User
Jeśli o mnie chodzi, to lubię raczej lżejsze odmiany thrashu. Bardzo cenię sobie klasykę - Metallicę, Megadeth, Anthrax, Testament czyli można by rzec thrash amerykański. Wyjątkiem jest tutaj Slayer, za którym generalnie nie przepadam. Z "mniej znanych" to oczywiście też Artillery, Dark Angel, Flotsam and Jetsam czy Forbidden. Nie lubię za to starej, niemieckiej szkoły w stylu Kreatora czy Sodom.

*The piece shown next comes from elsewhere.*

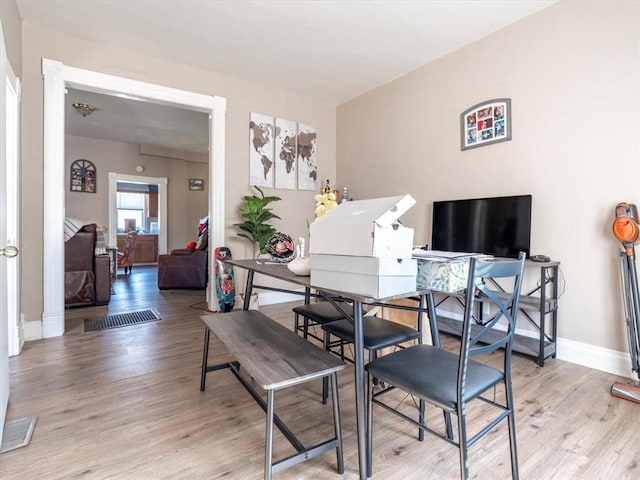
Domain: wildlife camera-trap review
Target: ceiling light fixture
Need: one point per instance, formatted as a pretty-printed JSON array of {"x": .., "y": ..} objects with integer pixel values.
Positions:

Mam wrażenie, że ich niektóre dokonania są znacznie bardzie brutalne i agresywne od wielu kapel blackowych czy deathowych i jak dla mnie to zwykła sieczka. Wyjątkiem jest tutaj Destruction :P
Offline
Przeciez Sodom na ostatniej plycie mial jazdy pod Rhapsody Of Fire, tylko klawiszy im zabraklo : D
Offline
Hiss
Oj, oj tylko bez takich insynuacji bo poproszę o wskazanie utworu i dokładnej sekundy, w której pobrzmiewają echa RoF! Owszem na In War And Pieces zdarzają się melodie czy chwytliwe refreny, ale jednak do patatajstwa Włochów to daleko.
Offline
Uznajmy wiec to za prima aprillisowy zart!
Offline
Kierownik działu Metal
Tutanchamon napisał:
Mam wrażenie, że ich niektóre dokonania są znacznie bardzie brutalne i agresywne od wielu kapel blackowych czy deathowych i jak dla mnie to zwykła sieczka.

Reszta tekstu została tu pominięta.